Justices Gorsuch, Ginsburg, and Sotomayor found no basis for the court's strong general rule that probable cause defeats a First Amendment retaliatory arrest claim. Gorsuch (concurring in part and dissenting in part) stressed that a First Amendment retaliatory arrest claim is separate from a Fourth Amendment arrest without probable cause claim, and that the First and Fourth Amendments serve different purposes and guarantee different protections. Justices Ginsburg (concurring in part) and Sotomayor (dissenting) urged that a First Amendment retaliatory arrest claim should be analyzed in the same manner as any other First Amendment retaliation claim and that Mt. Healthy provides the appropriate causation framework.

Justices Gorsuch and Sotomayor also took issue with the court's rigid restrictions on the types of evidence that the plaintiff may present under the “similarly situated individuals” exception. Gorsuch disagreed with Sotomayor's view that the court has rigidly required plaintiffs who cannot prove absence of probable cause to introduce objective “comparison- based evidence in every case.” 139 S. Ct. at 1734. He opined that other kinds of evidence, such is admissions, may be sufficient for this purpose.
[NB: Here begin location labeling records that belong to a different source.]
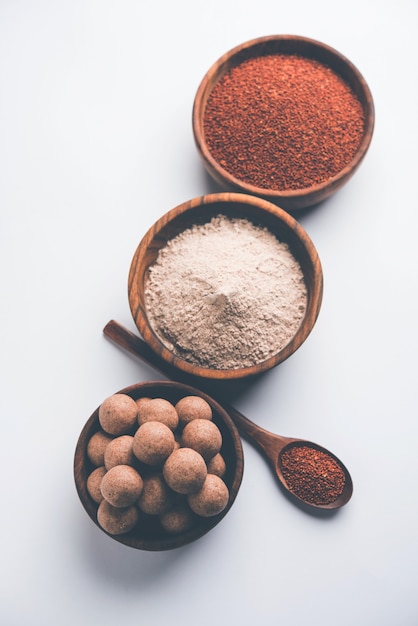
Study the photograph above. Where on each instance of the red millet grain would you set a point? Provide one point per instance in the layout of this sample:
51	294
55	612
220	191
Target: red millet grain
314	476
283	122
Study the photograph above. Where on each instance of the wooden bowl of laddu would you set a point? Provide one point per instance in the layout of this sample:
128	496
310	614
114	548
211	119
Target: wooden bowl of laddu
125	474
225	286
283	117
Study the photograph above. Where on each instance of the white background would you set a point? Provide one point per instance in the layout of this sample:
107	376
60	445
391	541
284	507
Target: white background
95	145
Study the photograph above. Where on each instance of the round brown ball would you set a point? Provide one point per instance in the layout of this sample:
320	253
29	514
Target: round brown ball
203	436
119	452
212	498
158	410
193	407
156	497
185	471
153	442
118	414
117	521
96	447
216	465
94	480
121	486
178	519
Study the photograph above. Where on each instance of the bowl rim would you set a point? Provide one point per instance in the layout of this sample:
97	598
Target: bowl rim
169	542
292	198
264	208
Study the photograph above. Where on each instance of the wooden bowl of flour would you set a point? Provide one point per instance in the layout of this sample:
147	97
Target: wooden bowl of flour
225	286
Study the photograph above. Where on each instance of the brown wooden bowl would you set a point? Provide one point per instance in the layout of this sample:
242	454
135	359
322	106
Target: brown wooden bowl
201	210
289	200
149	535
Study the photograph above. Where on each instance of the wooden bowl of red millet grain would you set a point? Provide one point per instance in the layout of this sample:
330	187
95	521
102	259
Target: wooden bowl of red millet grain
114	457
283	117
224	287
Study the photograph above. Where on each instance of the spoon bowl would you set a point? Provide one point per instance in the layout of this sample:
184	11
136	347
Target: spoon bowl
273	447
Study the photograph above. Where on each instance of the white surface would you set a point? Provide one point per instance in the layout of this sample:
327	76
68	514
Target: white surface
95	144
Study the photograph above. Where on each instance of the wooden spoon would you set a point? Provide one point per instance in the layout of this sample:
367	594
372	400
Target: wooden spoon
308	488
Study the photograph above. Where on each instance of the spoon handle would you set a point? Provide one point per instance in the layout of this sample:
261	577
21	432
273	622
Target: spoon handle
269	442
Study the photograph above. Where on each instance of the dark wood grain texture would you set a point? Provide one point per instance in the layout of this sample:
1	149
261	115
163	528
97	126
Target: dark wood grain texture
290	200
271	445
200	210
The court however, clearly said that because the inquiry on this issue was “objective, the statements and motivations of the arresting officers are 'irrelevant'” on this issue. 139 S. Ct .at 1728.
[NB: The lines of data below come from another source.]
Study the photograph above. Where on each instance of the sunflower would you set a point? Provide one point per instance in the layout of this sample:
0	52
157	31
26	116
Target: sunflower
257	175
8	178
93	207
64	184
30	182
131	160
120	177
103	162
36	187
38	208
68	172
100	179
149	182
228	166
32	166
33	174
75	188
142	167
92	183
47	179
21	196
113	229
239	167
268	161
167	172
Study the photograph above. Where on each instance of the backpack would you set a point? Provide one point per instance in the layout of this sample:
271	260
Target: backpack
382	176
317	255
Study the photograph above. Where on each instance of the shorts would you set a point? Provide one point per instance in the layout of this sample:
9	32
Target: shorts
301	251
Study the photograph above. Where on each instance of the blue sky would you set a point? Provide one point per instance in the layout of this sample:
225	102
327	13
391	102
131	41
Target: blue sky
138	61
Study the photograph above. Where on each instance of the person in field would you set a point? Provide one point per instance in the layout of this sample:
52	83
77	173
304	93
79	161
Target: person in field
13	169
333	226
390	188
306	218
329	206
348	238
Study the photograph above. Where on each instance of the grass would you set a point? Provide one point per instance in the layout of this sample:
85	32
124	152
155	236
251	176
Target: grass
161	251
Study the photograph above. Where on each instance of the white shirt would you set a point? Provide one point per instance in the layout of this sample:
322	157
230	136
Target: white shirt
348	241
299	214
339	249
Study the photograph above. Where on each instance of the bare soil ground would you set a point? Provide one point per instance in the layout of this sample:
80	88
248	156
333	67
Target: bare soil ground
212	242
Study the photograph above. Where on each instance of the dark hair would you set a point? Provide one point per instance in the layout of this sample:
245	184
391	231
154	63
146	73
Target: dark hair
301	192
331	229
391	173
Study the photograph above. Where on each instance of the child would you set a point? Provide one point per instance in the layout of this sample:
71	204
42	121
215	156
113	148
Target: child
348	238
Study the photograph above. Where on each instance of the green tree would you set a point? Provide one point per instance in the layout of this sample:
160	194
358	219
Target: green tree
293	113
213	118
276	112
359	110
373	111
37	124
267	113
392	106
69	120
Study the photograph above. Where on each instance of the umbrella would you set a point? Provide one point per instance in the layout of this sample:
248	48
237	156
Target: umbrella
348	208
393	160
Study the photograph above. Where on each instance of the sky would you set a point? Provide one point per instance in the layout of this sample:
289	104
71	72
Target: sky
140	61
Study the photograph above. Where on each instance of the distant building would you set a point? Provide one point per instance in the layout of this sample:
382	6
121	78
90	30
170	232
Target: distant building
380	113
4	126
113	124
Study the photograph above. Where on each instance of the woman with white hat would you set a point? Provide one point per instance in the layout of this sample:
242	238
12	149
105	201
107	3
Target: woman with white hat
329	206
Sotomayor criticized the court for disallowing consideration of the officer's own statements, which may well be the best evidence of the officer's illicit motive. Other “smoking gun” evidence may be difficult to obtain. She questioned why video evidence from an officer's body camera or an individual's smart phone may not be considered, and suggested that that, because “routine police reports—on which the majority surely must intend for plaintiffs to rely—are generally authored by, and thus 'statements of,' arresting officers,” it is more likely the court meant to exclude only statements describing the officer's internal thought processes, like “I hate libertarians.” Id. at 1741 n. 7

More fundamentally, it is very likely that the “comparative based evidence” the court requires as “the sole gateway through the probable cause barrier” is likely to be “prohibitively difficult to obtain” and “likely to prove vexing in most cases.” 139 S. Ct. at 1739-40 (Sotomayor, J., dissenting).
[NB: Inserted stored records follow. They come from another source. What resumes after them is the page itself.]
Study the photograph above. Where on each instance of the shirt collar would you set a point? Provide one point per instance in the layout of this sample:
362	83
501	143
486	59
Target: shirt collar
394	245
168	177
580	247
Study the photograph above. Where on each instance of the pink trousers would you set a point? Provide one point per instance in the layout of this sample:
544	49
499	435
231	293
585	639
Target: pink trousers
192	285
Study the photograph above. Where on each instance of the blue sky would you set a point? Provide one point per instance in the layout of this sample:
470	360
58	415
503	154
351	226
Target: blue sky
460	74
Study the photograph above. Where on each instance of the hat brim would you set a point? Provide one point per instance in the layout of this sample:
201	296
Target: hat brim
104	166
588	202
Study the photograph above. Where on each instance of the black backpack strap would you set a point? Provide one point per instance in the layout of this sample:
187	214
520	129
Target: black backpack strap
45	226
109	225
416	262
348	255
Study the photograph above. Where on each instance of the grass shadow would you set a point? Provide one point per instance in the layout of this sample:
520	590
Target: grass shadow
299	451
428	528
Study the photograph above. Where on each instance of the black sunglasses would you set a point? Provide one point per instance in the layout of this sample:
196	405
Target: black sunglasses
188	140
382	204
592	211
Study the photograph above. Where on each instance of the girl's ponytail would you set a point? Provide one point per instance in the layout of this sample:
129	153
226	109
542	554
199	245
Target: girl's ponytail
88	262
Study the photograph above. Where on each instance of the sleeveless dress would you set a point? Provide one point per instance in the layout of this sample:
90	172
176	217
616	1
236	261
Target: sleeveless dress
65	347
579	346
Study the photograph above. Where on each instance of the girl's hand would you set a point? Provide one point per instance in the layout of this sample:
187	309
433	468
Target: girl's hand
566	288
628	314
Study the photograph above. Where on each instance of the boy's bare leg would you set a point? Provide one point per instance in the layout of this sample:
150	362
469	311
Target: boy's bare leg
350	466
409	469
The decision in Nieves does not encompass a retaliation claim aimed at the manner in which an arrest was carried out. Probable cause should have no relevance on such a claim. See Campbell v. Mack, 2019 WL 2359419 (6th Cir. June 4, 2019) (law was clearly established that officer's retaliating against arrestee for complaining about officer's conduct, by tightening handcuffs to point of injury and subjecting arrestee to overly intrusive strip and body cavity searches, violates First Amendment).

Conclusion

To summarize the holdings of the Hartman-Lozman-Nieves trilogy:

(1) Probable cause defeats a retaliatory prosecution claim (Hartman).

(2) Probable cause does not defeat a retaliatory arrest claim against a municipality based upon an official policy of retaliation (Lozman).

(3) Probable cause defeats a retaliatory arrest claim against the arresting officer, except in narrow circumstances where the plaintiff presents objective evidence that he was arrested when other similarly situated individuals who had not engaged in the same sort of speech were not (Nieves).

Martin A. Schwartz is a professor emeritus of law and the author of a multi-volume Section 1983 Litigation treatise published by Wolters Kluwer Law and Business.